Interpreting the Base Overhead

Notice that:

  • For the 10,000-element list, the offset was 80,056
  • For the 20,000-element list, it was 160,056

This suggests the base overhead grows linearly with the list count. Specifically:

\[ \begin{align*} 80,056 &= 56 + 8 × 10,000 \\ 160,056 &= 56+8×20,000 \end{align*} \]

So, the general base overhead is:

\[ base = 56 + 8n \]

where n is the total count of the list, and 56 is likely a fixed base cost for the internal structure.

General Formula

For non-power-of-2 u, we again see 8-byte increments per unique value until the next power-of-2 is reached. Thus, the total overhead can be expressed as:

\[ \begin{align*} \text{overhead} &= 56 + 8n + 32p + 8(u - p) \\ &= 8(3p + n + u + 7) \end{align*} \]

Where:

  • n is the list count.
  • u is the count of unique values.
  • p is the next power of 2 greater than or equal to u.

Q Implementation

groupedOverhead:{[n;u] 8*7+n+u+3*nextPower2 u}

Examples:

q)groupedOverhead[10000;] 1+til 10
80088 80120 80176 80184 80288 80296 80304 80312 80512 80520

q)groupedOverhead[20000;] 1+til 10
160088 160120 160176 160184 160288 160296 160304 160312 160512 160520

Note

The formulas derived for computing attribute overheads are based on the current internal implementation of KDB+. As such, they may change in future versions if the underlying architecture is modified. However, the methodology used to derive these formulas — through systematic measurement and pattern analysis — can still be applied to recalculate overheads if needed. The approach is general and remains valid even if the specific outcomes evolve over time.

Conclusion

While KDB+ attributes offer powerful query optimisations, we have shown that these benefits come with measurable costs in time and memory.

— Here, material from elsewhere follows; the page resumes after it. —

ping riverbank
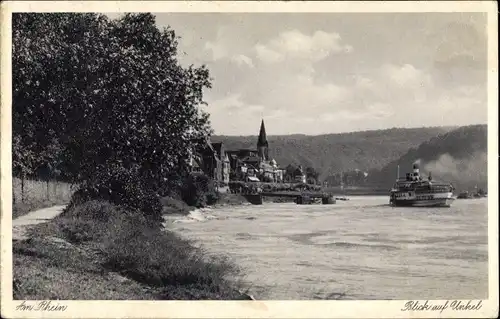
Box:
[13,198,252,300]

We’ve seen that attributes like unique, parted, and grouped maintain internal data structure — typically hash maps — that vary in size depending on both the total count of the list and the count of unique values. This leads to non-trivial memory overhead, which can scale into hundreds of megabytes or more for large datasets.

We also observed that applying attributes can incur time overhead during operations like loading, writing, or updating data — particularly for attributes that require hashing or maintaining metadata during write time.

The key takeaway is that attributes are not free. Their use should be deliberate and informed. If the expected query performance improvement outweighs the storage and update costs, they can be extremely valuable. But for infrequently queried or write-heavy data, the overhead might not justify their use.

As always with performance tuning, measure before and after, and choose the right tool for the workload.